Yeni cephe alanı Doğu Akdeniz

Fikret Akfırat

Fikret Akfırat

Gazete Yazarı

A+ A-

İngiltere merkezli yeni tarihli bir rapor Doğu Akdeniz’e odaklanıyor. 1958’den beri faaliyet gösteren ABD ve İngiltere devletleriyle bağlantılı Uluslararası Stratejik Araştırmalar Enstitüsü’nün (International Institute for Strategic Studies: IISS) Kasım 2023 tarihli “Doğu Akdeniz’de Türbülans: Jeopolitik, Güvenlik ve Enerji Dinamikleri” başlıklı raporunda bölgedeki güçler dengesi masaya yatırılıyor.

Mütevelli heyetinde eski CIA Başkanı John Brennan’ın da bulunduğu IISS’nin, ABD, İngiltere Savunma Bakanlıkları ve NATO ile kurumsal, CIA ve İngiliz istihbarat teşkilatları ile de gayrı resmi ilişkileri bulunuyor.

IISS raporunda, Türkiye ağırlıklı bir yer tutuyor.
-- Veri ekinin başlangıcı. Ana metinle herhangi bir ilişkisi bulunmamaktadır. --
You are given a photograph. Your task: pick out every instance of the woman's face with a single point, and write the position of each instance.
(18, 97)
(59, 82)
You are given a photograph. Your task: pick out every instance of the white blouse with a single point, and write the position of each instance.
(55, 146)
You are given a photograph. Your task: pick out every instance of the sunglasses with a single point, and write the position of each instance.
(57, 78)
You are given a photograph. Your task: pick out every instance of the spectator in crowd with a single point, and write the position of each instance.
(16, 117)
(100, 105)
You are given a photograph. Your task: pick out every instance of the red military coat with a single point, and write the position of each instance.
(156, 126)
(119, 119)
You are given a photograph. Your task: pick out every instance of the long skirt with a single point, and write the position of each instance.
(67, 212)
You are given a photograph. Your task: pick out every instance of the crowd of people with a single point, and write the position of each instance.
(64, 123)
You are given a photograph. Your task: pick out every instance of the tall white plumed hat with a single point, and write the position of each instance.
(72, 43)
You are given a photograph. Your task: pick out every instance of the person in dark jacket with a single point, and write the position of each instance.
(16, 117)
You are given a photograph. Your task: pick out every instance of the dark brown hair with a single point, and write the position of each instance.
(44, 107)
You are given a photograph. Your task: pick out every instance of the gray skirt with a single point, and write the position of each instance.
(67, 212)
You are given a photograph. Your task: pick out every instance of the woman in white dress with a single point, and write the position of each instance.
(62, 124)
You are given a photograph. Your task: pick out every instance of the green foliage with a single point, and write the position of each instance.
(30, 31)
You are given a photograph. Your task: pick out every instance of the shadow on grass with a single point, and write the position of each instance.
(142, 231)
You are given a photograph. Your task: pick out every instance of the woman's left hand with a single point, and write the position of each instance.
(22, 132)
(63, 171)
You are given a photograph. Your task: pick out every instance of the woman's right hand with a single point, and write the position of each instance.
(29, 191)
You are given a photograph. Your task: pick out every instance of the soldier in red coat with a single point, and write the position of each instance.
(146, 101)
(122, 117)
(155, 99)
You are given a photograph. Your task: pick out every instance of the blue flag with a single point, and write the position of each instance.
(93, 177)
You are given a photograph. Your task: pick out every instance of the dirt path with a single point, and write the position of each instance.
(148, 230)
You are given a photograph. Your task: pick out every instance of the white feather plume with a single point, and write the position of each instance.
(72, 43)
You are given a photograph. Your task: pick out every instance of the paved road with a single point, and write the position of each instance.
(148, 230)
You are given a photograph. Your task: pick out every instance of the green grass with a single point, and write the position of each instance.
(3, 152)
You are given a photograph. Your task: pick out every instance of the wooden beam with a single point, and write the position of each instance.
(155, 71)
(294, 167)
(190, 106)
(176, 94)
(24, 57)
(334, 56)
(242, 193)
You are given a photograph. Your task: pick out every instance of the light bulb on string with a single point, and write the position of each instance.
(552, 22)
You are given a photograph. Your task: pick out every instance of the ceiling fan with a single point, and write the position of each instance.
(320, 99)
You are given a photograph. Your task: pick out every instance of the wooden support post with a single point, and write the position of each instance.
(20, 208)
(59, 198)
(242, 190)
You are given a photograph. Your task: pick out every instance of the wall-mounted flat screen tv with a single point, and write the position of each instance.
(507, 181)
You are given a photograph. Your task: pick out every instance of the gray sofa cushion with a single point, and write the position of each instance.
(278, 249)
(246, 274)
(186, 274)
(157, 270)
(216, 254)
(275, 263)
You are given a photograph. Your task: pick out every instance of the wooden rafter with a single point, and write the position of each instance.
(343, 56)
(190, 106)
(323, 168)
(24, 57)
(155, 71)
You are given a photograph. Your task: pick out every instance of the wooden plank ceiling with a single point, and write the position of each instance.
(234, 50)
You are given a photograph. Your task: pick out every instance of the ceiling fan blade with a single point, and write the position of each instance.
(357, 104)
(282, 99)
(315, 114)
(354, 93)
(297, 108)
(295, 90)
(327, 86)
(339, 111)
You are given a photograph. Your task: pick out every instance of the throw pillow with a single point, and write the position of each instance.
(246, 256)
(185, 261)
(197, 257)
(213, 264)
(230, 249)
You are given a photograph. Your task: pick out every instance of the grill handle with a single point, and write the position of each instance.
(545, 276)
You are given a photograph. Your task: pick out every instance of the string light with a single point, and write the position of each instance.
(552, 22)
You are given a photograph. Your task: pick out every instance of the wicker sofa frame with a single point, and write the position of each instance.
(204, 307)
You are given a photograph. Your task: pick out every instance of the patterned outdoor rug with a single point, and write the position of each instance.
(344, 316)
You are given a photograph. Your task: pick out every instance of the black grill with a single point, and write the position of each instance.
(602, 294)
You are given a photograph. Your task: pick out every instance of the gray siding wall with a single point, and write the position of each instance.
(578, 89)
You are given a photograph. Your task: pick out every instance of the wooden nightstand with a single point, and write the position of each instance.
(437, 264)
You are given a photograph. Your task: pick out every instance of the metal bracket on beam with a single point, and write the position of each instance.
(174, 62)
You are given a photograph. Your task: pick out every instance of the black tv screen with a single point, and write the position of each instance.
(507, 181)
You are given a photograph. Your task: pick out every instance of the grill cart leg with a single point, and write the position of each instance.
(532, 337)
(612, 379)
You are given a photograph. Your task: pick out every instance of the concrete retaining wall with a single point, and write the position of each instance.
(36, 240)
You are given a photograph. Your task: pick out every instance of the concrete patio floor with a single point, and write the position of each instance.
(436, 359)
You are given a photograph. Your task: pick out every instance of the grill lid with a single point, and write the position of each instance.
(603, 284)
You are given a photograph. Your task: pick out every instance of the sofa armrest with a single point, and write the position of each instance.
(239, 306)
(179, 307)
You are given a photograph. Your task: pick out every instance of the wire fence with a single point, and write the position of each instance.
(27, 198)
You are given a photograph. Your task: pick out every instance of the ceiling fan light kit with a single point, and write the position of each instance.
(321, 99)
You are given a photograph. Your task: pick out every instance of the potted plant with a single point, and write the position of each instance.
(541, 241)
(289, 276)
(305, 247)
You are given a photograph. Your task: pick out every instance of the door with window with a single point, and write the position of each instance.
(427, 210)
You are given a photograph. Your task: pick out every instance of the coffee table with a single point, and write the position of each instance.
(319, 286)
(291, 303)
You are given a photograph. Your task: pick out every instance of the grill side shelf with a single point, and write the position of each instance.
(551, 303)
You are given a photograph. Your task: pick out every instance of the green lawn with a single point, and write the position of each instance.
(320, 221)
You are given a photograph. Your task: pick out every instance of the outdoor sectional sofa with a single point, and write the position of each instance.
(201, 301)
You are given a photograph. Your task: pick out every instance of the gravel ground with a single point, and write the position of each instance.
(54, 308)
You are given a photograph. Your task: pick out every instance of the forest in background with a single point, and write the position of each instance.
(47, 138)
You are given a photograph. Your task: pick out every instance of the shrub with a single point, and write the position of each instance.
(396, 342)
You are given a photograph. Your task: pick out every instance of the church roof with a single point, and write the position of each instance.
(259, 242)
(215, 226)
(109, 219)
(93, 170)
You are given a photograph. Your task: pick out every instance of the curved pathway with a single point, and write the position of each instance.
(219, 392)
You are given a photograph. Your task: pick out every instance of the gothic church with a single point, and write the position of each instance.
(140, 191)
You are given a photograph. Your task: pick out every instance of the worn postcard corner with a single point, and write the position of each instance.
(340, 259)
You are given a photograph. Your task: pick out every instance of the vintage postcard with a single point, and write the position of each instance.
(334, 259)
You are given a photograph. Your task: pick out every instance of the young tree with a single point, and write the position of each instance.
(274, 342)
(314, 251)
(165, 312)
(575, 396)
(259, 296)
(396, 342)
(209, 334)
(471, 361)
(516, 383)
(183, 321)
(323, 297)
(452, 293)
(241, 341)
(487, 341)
Raporda şöyle deniyor:

“Bir yanda Türkiye, diğer yanda Kıbrıs ve Yunanistan arasında, muhtemelen Fransa’nın da katılımıyla, gerginlik ve restleşmenin yeniden başlaması olasılığı, mevcut kırılgan yumuşamanın tepesinde asılı durmaya devam ediyor.”

İki yıllık geniş kapsamlı bir çalışmayla hazırlandığı belirtilen raporda, Türkiye’nin bölgede son dönemdeki politikaları şöyle değerlendiriliyor:

“Türkiye ekonomik zorunluluklar nedeniyle bölgedeki sert politikalarını yumuşattı, ancak ülkenin stratejik yönelimi şu anda görünürdeki müttefiklerinin çoğuyla çelişiyor. (…) bölgesel tepkiler ve ekonomik gereklilikler Mavi Vatan’ın maksimalist denizcilik duruşunu ılımlı hale getirmiş ve bölgesel ilişkilerde buzların erimesine yol açmıştır. Türkiye’nin Doğu Akdeniz’deki çıkarlarını gözetmesi, başta ABD ile olan değişken ilişkileri ve Rusya ile olan karmaşık rekabeti olmak üzere diğer birçok çıkarına ve ilişkisine de bağlıdır.” (IISS, Kasım 2023)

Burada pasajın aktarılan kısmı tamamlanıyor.